The distance traveled by a body moving under constant acceleration is given by a well-known equation that is derived from Newton's laws. There is no need to guess! I would look into this equation...

Further comments

It doesn't really make much sense to me to break up the problem into discrete steps like this. Also, "proportional to the odd numbers" doesn't make much sense to me. Even more strangely, your guess, 12, is an even number.

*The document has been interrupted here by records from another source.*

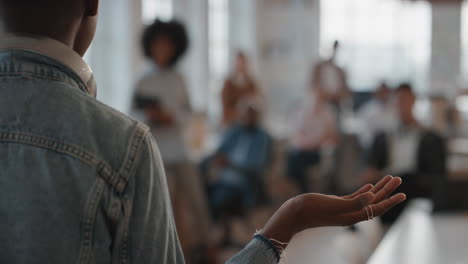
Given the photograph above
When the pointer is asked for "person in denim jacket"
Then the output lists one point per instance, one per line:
(81, 182)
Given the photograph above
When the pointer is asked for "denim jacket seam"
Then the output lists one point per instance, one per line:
(137, 139)
(126, 171)
(104, 169)
(41, 77)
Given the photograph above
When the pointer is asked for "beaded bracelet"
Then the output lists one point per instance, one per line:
(270, 242)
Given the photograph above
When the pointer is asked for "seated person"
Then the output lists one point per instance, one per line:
(379, 114)
(241, 159)
(410, 151)
(316, 127)
(239, 165)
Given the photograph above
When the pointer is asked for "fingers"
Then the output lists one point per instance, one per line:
(343, 206)
(377, 209)
(387, 190)
(385, 205)
(378, 186)
(363, 189)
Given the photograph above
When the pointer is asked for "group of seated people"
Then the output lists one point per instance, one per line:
(233, 175)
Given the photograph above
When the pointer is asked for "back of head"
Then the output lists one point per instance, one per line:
(72, 22)
(405, 88)
(28, 15)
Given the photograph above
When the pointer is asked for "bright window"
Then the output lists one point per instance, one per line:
(380, 40)
(218, 46)
(218, 37)
(152, 9)
(464, 45)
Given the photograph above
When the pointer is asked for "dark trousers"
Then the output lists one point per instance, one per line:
(299, 162)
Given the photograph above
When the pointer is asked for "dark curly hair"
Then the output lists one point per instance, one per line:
(174, 30)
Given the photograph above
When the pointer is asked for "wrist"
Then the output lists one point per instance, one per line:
(285, 223)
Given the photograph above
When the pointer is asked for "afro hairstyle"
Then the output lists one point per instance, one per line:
(174, 30)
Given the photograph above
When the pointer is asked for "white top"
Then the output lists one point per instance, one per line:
(168, 87)
(313, 126)
(403, 149)
(331, 78)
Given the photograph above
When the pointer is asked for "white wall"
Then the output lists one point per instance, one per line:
(446, 49)
(287, 48)
(115, 53)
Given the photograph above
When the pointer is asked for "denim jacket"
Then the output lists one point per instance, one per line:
(79, 181)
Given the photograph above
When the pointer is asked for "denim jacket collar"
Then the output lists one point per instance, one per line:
(55, 50)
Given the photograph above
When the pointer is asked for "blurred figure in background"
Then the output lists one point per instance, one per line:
(239, 167)
(331, 79)
(238, 86)
(316, 128)
(377, 115)
(161, 95)
(162, 102)
(410, 151)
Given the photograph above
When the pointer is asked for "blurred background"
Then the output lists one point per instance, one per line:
(255, 101)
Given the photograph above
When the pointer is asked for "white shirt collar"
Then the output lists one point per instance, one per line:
(55, 50)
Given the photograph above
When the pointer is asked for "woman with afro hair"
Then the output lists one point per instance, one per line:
(161, 101)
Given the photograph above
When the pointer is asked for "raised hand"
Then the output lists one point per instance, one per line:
(316, 210)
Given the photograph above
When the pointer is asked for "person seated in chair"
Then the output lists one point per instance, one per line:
(240, 162)
(416, 154)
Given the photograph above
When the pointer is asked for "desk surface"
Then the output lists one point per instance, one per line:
(420, 237)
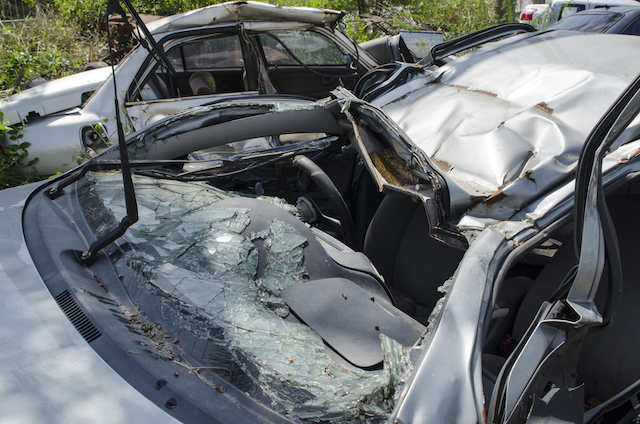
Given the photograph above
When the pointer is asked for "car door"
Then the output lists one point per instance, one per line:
(538, 382)
(207, 67)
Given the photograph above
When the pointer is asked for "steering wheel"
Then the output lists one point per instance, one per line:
(343, 224)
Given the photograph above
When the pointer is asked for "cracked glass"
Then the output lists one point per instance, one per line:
(191, 264)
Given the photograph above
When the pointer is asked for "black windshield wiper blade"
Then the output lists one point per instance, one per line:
(114, 7)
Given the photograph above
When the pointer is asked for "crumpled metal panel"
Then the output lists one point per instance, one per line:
(239, 11)
(53, 96)
(521, 110)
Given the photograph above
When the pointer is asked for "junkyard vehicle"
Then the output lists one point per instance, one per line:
(211, 52)
(612, 20)
(560, 9)
(426, 274)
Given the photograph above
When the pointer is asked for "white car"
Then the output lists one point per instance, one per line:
(214, 51)
(456, 254)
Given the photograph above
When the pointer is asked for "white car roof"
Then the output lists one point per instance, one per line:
(240, 11)
(507, 122)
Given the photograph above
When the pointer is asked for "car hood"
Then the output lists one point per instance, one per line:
(54, 96)
(44, 356)
(502, 139)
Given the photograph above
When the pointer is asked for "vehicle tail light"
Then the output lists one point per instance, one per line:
(527, 15)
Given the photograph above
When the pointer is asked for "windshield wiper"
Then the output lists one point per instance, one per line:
(87, 257)
(114, 7)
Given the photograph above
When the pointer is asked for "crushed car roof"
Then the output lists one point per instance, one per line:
(243, 11)
(522, 122)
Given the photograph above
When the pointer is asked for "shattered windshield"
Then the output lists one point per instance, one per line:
(191, 264)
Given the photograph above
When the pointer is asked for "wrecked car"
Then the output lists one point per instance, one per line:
(195, 58)
(408, 259)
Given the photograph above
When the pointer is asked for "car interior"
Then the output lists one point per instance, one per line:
(393, 233)
(606, 364)
(304, 63)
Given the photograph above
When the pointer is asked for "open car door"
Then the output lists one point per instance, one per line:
(538, 382)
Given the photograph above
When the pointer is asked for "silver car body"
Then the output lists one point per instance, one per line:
(497, 213)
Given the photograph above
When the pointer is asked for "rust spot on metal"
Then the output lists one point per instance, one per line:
(471, 90)
(477, 199)
(528, 176)
(631, 156)
(445, 166)
(543, 107)
(393, 168)
(495, 198)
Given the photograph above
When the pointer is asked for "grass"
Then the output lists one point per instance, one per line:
(63, 36)
(45, 46)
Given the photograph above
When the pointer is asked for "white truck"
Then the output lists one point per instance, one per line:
(543, 15)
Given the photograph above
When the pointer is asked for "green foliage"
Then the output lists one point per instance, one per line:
(13, 170)
(45, 47)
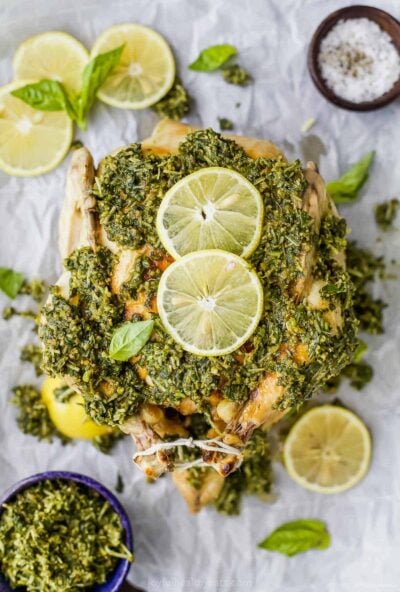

EDIT: On second thought, once you know the formula, then you can break it up into steps (time intervals Δt) and you will see that the ratio of the *total* (cumulative) distance covered to the distance covered during the first time interval does depend upon the number (n) of intervals Δt that have occurred in a very specific way.

 

[turin]

Galileo observed objects rolling down inclined planes. Using a pendulum as a timer, he observed that the distance of travel increased for every period of the pendulum, by consecutive odd number multiples of the distance traveled in the first interval. The kinematic equation for constant acceleration can be shown to agree with this observation, and it suggests a particular relationship between distance and time. (Calculate ∑{(2n-1)^2} where n is the interval number from n=1 to N, and then observe the dependence of N on n. The distance traveled is Nd, where d is the distance traveled in the first interval.) This is one way that Galileo determined the constant universal gravitational acceleration.

See, for example:
http://galileo.rice.edu/lib/student_work/experiment95/inclined_plane.html

Ki-nana:
It looks like you added 5m+7m=12m. That would be valid if the object traveled 5m in the third interval (and then 7m in the fourth interval). (5=2(3)-1, 7=2(4)-1) However, it travels 5m in the first interval, so the appropriate odd numbers are 1=2(1)-1 and 3=2(2)-1. Then, just multiply by the distance in the first interval.